Après un rendez-vous avec le médecin du travail en janvier dernier où “le temps a été mesuré”, Emilie a envoyé un courrier au directeur des ressources humaines (DRH) “où [elle] explique ce qui se passe”.

Et c’est un collaborateur du réalisateur qui lui a répondu (email dont nous avons également pu obtenir une copie). « J’aurais tellement aimé être en contact direct avec mon DRH en personne car aucun de mes collègues du service client ne l’a jamais vu », regrette Emilie.
Plusieurs systèmes mis en place pour soutenir le personnel

Contactée par nos soins, La Poste assure prendre en compte l’inconfort de son personnel.

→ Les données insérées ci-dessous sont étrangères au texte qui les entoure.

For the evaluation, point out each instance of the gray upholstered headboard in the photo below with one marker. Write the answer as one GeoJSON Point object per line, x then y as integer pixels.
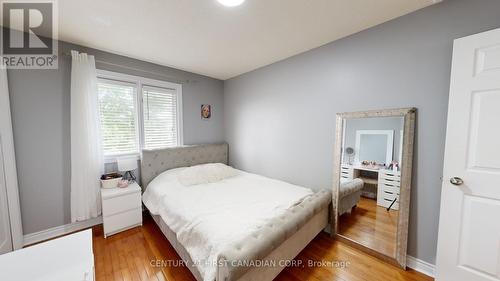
{"type": "Point", "coordinates": [154, 162]}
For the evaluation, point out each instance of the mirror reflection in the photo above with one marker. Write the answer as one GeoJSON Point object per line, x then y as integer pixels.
{"type": "Point", "coordinates": [370, 179]}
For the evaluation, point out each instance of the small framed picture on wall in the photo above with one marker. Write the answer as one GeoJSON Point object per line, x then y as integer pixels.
{"type": "Point", "coordinates": [206, 111]}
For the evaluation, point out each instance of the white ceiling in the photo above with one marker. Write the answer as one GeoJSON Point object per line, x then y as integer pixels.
{"type": "Point", "coordinates": [204, 37]}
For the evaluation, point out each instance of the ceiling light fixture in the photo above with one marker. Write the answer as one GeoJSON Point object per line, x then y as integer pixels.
{"type": "Point", "coordinates": [231, 3]}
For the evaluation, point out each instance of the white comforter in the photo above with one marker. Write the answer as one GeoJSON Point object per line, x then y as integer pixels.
{"type": "Point", "coordinates": [206, 217]}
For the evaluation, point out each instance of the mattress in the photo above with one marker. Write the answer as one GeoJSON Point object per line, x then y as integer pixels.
{"type": "Point", "coordinates": [211, 220]}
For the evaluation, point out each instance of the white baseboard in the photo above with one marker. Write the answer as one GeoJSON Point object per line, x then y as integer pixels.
{"type": "Point", "coordinates": [421, 266]}
{"type": "Point", "coordinates": [59, 231]}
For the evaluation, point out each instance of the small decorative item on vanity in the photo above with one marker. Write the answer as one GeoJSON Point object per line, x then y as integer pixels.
{"type": "Point", "coordinates": [206, 111]}
{"type": "Point", "coordinates": [127, 165]}
{"type": "Point", "coordinates": [110, 180]}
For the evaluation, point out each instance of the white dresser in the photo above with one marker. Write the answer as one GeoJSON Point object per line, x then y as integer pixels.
{"type": "Point", "coordinates": [62, 259]}
{"type": "Point", "coordinates": [121, 208]}
{"type": "Point", "coordinates": [388, 189]}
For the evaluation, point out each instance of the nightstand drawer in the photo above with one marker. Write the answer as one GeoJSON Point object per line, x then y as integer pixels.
{"type": "Point", "coordinates": [120, 204]}
{"type": "Point", "coordinates": [121, 221]}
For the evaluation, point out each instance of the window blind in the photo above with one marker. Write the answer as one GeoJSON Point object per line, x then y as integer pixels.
{"type": "Point", "coordinates": [160, 117]}
{"type": "Point", "coordinates": [118, 117]}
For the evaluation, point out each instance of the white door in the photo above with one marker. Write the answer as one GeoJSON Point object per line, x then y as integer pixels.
{"type": "Point", "coordinates": [469, 227]}
{"type": "Point", "coordinates": [5, 235]}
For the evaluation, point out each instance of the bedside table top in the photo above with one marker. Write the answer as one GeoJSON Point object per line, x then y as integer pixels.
{"type": "Point", "coordinates": [107, 193]}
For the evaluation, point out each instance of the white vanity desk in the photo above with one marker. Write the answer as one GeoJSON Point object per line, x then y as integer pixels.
{"type": "Point", "coordinates": [388, 183]}
{"type": "Point", "coordinates": [62, 259]}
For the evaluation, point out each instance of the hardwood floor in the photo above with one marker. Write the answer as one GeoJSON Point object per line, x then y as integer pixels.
{"type": "Point", "coordinates": [372, 226]}
{"type": "Point", "coordinates": [131, 255]}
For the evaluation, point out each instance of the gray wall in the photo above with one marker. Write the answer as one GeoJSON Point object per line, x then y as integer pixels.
{"type": "Point", "coordinates": [40, 104]}
{"type": "Point", "coordinates": [394, 124]}
{"type": "Point", "coordinates": [280, 119]}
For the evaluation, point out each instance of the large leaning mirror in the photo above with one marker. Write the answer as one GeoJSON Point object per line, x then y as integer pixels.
{"type": "Point", "coordinates": [372, 180]}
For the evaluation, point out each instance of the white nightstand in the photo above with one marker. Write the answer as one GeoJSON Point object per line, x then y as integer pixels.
{"type": "Point", "coordinates": [121, 208]}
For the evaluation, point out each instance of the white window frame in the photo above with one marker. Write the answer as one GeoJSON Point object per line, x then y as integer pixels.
{"type": "Point", "coordinates": [139, 82]}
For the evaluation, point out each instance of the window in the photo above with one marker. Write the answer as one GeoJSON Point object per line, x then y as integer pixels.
{"type": "Point", "coordinates": [137, 113]}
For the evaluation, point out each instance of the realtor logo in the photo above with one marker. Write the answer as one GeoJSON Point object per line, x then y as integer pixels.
{"type": "Point", "coordinates": [29, 36]}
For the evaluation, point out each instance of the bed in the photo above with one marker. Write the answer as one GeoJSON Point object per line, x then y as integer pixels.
{"type": "Point", "coordinates": [349, 194]}
{"type": "Point", "coordinates": [210, 225]}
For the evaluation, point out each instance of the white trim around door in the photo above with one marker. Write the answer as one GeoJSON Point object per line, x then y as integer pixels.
{"type": "Point", "coordinates": [9, 161]}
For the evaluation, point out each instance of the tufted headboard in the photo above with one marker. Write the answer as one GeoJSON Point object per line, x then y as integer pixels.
{"type": "Point", "coordinates": [154, 162]}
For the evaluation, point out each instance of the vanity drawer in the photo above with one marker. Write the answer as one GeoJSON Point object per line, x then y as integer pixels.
{"type": "Point", "coordinates": [120, 204]}
{"type": "Point", "coordinates": [386, 196]}
{"type": "Point", "coordinates": [346, 172]}
{"type": "Point", "coordinates": [121, 221]}
{"type": "Point", "coordinates": [390, 183]}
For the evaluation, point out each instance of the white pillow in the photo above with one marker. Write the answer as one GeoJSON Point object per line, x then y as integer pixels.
{"type": "Point", "coordinates": [205, 173]}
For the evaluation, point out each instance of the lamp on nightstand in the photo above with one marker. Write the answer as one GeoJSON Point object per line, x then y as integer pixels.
{"type": "Point", "coordinates": [127, 165]}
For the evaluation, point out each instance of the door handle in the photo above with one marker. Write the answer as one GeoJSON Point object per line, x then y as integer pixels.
{"type": "Point", "coordinates": [456, 181]}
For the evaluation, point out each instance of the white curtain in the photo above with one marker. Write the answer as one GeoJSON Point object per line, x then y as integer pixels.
{"type": "Point", "coordinates": [86, 154]}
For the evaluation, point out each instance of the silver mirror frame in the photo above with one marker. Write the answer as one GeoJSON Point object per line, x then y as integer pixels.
{"type": "Point", "coordinates": [409, 115]}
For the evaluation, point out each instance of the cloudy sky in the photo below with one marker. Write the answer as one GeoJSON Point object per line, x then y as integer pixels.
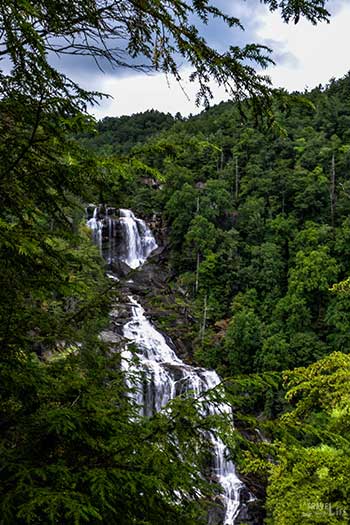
{"type": "Point", "coordinates": [305, 56]}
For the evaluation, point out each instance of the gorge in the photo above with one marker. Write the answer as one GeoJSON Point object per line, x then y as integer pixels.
{"type": "Point", "coordinates": [160, 373]}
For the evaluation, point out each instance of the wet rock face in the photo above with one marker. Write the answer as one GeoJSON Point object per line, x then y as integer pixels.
{"type": "Point", "coordinates": [164, 372]}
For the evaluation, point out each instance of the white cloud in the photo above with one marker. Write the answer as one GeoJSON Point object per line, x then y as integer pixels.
{"type": "Point", "coordinates": [320, 52]}
{"type": "Point", "coordinates": [306, 56]}
{"type": "Point", "coordinates": [139, 93]}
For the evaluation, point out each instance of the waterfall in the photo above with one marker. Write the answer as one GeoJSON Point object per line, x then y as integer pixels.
{"type": "Point", "coordinates": [120, 238]}
{"type": "Point", "coordinates": [166, 374]}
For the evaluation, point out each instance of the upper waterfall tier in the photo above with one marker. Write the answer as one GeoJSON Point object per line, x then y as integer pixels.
{"type": "Point", "coordinates": [157, 375]}
{"type": "Point", "coordinates": [125, 238]}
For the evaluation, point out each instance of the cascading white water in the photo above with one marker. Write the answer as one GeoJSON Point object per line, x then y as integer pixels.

  [Il existe] des services de santé présents sur tout le territoire (plus de 100 médecins du travail, 120 infirmiers en médecine du travail et plus de 100 auxiliaires de santé au travail), un réseau de 200 travailleurs sociaux, un dispositif interne « d'accompagnement des postiers », mis en place en 2012, permettant de signaler par mail une situation individuelle pouvant poser problème afin d'obtenir en retour les conseils nécessaires ou encore un dispositif d'écoute et de soutien psychologique par téléphone, mis en place en 2014, qui permet à tout postier de faites appel à un psychologue externe 24h/24 et 7j/7 dans un cadre anonyme et confidentiel.
  La poste

Ce sont “plusieurs dispositifs prévus pour que chacun puisse trouver le soutien nécessaire au sein de l’entreprise en cas de difficulté”, selon La Poste.